Technical summarization:
3 blocks below will be describe in the following parts.
Network pruning:
Frist,It learn the connectivity via normal network training. Second,
weights below a threshold are removed. Finally, the remaining sparse connections will be retrained.
Trained quantization and weight sharing
They use k-means clustering to find the shared weights. Since centroid initialization impacts the quality of clustering, larger weights are quite vital; therefore, linear initialization is choosen to initialization.
Huffman coding
The main concept of Huffman coding is that more common symbols are represented with fewer bits.
My comment:
This paper indeed makes a lot visualization to crystallize the abstract weight distribution of CNN. Two examples below will be shown.
It's quite a straight way to view distribution of weight in histogram.
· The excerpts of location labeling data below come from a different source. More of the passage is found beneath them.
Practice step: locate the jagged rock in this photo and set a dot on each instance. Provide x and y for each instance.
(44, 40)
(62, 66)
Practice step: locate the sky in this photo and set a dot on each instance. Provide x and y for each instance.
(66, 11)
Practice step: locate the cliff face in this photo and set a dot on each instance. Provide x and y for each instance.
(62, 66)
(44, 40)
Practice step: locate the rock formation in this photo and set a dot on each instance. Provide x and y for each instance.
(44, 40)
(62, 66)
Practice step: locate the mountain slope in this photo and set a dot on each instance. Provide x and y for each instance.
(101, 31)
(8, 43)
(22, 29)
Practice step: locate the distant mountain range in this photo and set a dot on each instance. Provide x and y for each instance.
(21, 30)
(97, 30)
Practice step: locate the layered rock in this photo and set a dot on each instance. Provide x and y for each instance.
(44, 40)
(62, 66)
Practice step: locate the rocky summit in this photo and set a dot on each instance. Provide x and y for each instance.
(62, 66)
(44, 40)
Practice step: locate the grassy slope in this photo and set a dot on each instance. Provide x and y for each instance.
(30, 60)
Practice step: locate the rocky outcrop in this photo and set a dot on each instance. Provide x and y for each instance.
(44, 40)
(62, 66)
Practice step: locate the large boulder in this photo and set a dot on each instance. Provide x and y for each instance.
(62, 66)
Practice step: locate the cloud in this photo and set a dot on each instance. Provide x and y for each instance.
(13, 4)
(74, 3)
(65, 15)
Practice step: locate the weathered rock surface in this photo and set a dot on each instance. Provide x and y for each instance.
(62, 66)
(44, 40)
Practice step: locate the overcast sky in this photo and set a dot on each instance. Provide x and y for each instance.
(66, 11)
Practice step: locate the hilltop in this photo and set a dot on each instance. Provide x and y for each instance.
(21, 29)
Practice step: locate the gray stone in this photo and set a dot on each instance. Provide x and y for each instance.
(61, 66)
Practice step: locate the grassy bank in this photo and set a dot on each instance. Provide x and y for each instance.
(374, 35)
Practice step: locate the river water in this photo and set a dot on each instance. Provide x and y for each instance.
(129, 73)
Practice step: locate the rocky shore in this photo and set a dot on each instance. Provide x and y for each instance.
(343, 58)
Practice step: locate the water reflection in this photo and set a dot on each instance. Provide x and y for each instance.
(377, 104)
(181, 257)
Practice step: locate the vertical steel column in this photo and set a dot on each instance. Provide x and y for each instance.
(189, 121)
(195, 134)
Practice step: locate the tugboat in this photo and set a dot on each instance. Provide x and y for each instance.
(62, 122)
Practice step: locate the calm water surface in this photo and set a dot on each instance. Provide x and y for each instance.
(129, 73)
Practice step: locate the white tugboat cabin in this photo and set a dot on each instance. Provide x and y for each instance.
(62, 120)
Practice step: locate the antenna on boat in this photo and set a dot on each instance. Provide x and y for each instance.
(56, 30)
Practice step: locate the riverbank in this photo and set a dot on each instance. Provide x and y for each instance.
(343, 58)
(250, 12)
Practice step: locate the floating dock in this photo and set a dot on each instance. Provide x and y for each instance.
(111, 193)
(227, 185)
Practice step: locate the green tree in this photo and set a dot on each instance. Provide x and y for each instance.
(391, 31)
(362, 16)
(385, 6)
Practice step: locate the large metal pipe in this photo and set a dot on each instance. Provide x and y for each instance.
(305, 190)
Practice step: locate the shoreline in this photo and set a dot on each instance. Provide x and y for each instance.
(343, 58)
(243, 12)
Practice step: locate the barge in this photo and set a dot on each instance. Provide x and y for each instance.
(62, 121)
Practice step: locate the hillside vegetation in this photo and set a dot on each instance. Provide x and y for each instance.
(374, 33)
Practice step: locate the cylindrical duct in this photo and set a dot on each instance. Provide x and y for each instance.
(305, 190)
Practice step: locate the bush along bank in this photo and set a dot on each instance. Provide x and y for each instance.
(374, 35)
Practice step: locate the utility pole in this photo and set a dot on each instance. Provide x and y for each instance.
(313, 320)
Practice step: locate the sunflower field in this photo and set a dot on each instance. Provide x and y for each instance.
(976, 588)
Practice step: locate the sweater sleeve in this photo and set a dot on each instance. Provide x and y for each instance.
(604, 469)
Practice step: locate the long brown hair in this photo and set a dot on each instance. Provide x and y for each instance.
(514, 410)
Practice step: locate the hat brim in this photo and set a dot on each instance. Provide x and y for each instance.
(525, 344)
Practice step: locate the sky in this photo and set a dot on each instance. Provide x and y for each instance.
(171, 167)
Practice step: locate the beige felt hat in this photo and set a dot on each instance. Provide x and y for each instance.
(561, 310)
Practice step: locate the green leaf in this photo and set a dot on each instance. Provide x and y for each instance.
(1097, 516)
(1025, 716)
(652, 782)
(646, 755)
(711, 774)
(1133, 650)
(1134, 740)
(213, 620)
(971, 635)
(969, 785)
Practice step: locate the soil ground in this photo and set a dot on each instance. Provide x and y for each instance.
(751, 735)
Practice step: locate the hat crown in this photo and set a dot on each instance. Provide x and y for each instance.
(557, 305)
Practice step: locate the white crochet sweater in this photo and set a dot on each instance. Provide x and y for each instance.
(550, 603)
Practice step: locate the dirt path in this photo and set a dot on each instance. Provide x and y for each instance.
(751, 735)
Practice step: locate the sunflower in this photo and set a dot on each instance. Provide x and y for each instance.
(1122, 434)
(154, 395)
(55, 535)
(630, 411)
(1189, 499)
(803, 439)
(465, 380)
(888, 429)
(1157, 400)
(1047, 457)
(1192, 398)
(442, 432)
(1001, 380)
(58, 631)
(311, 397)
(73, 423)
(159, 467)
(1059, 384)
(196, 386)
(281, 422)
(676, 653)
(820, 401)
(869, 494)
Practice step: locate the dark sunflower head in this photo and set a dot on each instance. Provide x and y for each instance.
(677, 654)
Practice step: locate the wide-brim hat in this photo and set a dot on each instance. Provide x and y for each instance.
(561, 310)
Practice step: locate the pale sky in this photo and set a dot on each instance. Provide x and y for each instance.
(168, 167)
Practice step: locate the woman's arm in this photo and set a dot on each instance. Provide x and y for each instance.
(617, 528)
Furthermore, from the weight distribution the bias is shown clearly; therefore, it's a concrete proof to show the reason to use Huffman coding.
Weights' distribution of conv3 layer is shown above. As we can see, it forms a bimodal distribution.
Following picture shows that overhead of codebook is very small and often negligible. As the first time I see the use of codebook, I thought it will cost some space. This picture shows it will not cost too much space consumption. Therefor, the decoding time might also not be a problem because the amount of codebook is quite small.